Microbiologically Influenced Corrosion (MIC): mechanisms, biofilms, and why diagnosis is hard
Keywords: microbiologically influenced corrosion, microbial corrosion, biocorrosion, microbially induced corrosion, MIC biofilm
MIC is not “a single type of corrosion”. It’s a situation where microorganisms (usually living in biofilms) change local conditions at the metal surface—oxygen, pH, redox, metabolites, deposits—so corrosion becomes more likely, more localized, or harder to predict.
That’s why many failures labelled “MIC” are only confirmed when multiple observations point in the same direction.

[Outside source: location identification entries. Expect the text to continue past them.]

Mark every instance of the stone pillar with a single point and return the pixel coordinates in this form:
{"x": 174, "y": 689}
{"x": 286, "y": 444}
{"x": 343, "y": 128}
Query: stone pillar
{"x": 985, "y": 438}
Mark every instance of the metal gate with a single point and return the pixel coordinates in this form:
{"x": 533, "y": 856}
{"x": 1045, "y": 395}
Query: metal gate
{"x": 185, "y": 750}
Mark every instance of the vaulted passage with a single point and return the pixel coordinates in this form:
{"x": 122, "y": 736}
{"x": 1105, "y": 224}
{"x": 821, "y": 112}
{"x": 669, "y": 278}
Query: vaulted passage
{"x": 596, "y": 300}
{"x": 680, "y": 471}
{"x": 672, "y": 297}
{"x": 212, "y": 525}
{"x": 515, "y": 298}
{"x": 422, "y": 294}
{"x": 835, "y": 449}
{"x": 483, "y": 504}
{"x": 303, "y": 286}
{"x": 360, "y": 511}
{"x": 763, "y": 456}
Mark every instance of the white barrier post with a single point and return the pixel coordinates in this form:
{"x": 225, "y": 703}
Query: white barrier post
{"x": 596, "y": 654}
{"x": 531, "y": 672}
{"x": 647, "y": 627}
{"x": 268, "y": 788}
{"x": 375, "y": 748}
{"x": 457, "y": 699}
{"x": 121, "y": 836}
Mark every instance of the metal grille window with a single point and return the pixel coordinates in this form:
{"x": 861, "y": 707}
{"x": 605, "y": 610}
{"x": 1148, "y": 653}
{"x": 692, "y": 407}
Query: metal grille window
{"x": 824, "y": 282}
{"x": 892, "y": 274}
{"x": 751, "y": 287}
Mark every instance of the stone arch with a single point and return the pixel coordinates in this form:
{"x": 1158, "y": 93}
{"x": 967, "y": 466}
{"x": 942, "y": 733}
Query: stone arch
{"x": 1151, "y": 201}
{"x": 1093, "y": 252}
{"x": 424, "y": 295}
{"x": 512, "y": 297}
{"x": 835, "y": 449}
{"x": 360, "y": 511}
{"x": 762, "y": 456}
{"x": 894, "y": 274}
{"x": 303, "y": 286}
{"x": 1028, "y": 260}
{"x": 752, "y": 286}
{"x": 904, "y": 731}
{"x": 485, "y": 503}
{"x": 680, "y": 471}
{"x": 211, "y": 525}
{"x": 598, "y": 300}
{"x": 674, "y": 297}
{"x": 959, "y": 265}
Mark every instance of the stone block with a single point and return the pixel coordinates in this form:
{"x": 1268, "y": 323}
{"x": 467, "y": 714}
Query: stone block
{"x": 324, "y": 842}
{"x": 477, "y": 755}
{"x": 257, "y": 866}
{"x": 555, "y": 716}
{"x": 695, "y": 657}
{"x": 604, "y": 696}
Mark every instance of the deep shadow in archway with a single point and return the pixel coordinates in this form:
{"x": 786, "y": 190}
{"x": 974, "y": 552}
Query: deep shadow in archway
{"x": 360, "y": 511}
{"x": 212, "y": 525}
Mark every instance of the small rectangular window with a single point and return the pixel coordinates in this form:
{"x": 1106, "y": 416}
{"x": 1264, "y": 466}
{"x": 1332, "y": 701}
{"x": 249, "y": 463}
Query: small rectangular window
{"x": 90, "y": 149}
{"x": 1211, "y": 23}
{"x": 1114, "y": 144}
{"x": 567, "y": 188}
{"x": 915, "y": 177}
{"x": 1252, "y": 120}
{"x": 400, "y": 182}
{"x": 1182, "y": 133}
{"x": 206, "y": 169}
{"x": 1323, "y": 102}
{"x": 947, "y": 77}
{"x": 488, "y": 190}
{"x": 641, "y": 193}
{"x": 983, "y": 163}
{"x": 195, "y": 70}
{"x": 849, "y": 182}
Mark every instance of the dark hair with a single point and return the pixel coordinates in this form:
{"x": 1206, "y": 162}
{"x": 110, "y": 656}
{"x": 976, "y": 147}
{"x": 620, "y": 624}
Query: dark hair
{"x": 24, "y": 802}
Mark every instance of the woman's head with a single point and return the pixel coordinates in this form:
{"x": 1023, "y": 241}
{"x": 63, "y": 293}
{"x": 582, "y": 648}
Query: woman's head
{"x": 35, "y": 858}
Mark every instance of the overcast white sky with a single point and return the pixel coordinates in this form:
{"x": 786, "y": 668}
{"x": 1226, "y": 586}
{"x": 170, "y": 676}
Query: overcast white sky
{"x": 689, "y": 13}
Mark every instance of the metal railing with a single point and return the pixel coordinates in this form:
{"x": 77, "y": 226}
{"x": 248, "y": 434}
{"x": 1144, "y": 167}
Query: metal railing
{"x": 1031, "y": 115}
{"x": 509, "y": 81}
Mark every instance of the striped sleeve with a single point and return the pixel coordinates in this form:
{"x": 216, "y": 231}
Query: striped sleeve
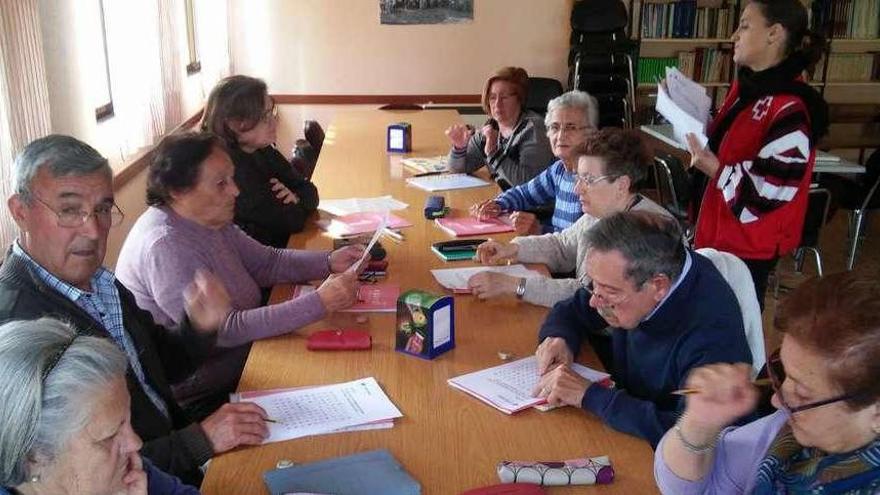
{"x": 753, "y": 188}
{"x": 536, "y": 192}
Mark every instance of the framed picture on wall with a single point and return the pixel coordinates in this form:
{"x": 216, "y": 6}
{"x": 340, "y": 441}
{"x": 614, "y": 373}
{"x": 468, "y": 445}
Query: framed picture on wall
{"x": 425, "y": 11}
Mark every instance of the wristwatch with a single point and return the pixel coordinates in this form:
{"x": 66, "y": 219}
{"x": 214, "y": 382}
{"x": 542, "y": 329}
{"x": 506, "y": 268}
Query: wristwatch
{"x": 521, "y": 288}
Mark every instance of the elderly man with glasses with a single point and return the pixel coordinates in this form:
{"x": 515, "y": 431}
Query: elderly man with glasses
{"x": 669, "y": 310}
{"x": 63, "y": 204}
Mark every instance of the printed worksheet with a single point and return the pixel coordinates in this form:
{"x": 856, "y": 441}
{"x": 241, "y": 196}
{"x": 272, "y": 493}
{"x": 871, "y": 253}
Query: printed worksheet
{"x": 508, "y": 387}
{"x": 317, "y": 410}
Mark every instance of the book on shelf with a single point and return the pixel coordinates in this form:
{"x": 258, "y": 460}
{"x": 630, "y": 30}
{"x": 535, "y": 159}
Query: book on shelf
{"x": 687, "y": 19}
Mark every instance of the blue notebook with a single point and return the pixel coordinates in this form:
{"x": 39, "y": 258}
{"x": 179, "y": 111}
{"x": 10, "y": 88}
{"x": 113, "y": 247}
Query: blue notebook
{"x": 376, "y": 472}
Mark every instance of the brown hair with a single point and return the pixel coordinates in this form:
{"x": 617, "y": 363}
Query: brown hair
{"x": 514, "y": 75}
{"x": 234, "y": 97}
{"x": 177, "y": 163}
{"x": 838, "y": 316}
{"x": 622, "y": 151}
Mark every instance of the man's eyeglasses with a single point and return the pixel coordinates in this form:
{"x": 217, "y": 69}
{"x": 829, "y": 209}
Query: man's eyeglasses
{"x": 777, "y": 377}
{"x": 107, "y": 215}
{"x": 569, "y": 128}
{"x": 590, "y": 180}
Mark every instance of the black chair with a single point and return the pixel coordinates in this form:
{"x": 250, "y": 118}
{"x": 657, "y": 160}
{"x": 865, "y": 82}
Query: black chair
{"x": 541, "y": 91}
{"x": 818, "y": 202}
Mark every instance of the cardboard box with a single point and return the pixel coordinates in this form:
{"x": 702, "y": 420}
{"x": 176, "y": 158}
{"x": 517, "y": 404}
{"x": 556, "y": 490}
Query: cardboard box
{"x": 425, "y": 324}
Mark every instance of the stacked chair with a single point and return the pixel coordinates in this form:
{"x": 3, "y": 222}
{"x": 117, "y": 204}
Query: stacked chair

What biofilms do to metal surfaces
- Create micro-environments: under-deposit zones with oxygen depletion and steep gradients.
- Shift electrochemistry: different anodic/cathodic areas can form centimeters apart.
- Produce reactive metabolites: organic acids, sulfides, ammonia, oxidants, and more.
- Trap solids: deposits can keep nutrients in and inhibitors out.
Common “MIC suspicion” signals (not proof on their own)
- Localized pitting under deposits or tubercles.
- Black iron sulfide and sour odours in anaerobic systems.
- Corrosion where chemistry looks “too mild” to explain the damage alone.
- Recurring issues after cleaning if biofilm regrowth is fast.
Important: morphology and “bugs present” are rarely enough. You need a structured investigation.
A pragmatic diagnosis mindset: multiple lines of evidence
- Corrosion evidence: pit morphology, rate estimates (coupons/ER/LPR), deposit mapping.
- Microbiological evidence: sessile + planktonic sampling, qPCR targets, activity proxies (ATP).
- Process evidence: flow/stagnation, oxygen ingress, temperature, nutrients, biocide performance.
When all three lines align, you can move from “possible MIC” to a defensible root-cause statement—and design mitigation that can be monitored.
How MICBUSTERS helps
We focus on measuring the microbiological processes that drive or accelerate corrosion and translating results into actionable monitoring plans—so you can validate whether your mitigation actually works over time.
Next step: see our overview on MIC: 3 easy steps to protect your assets or read how to detect MIC (sampling & standards).
FAQ
Is MIC always caused by sulfate-reducing bacteria (SRB)?
No. SRB are common in anaerobic systems, but many microbial groups can influence corrosion depending on conditions and materials.
Can I confirm MIC with a single water sample?
Usually not. MIC is often driven by sessile biofilms on surfaces; a one-off planktonic sample can miss the key organisms and activity.
Does biocide automatically solve MIC?
Not always. If biofilms persist, dosing and contact time may be insufficient, and deposits can shield microbes. Measurement and trending are essential.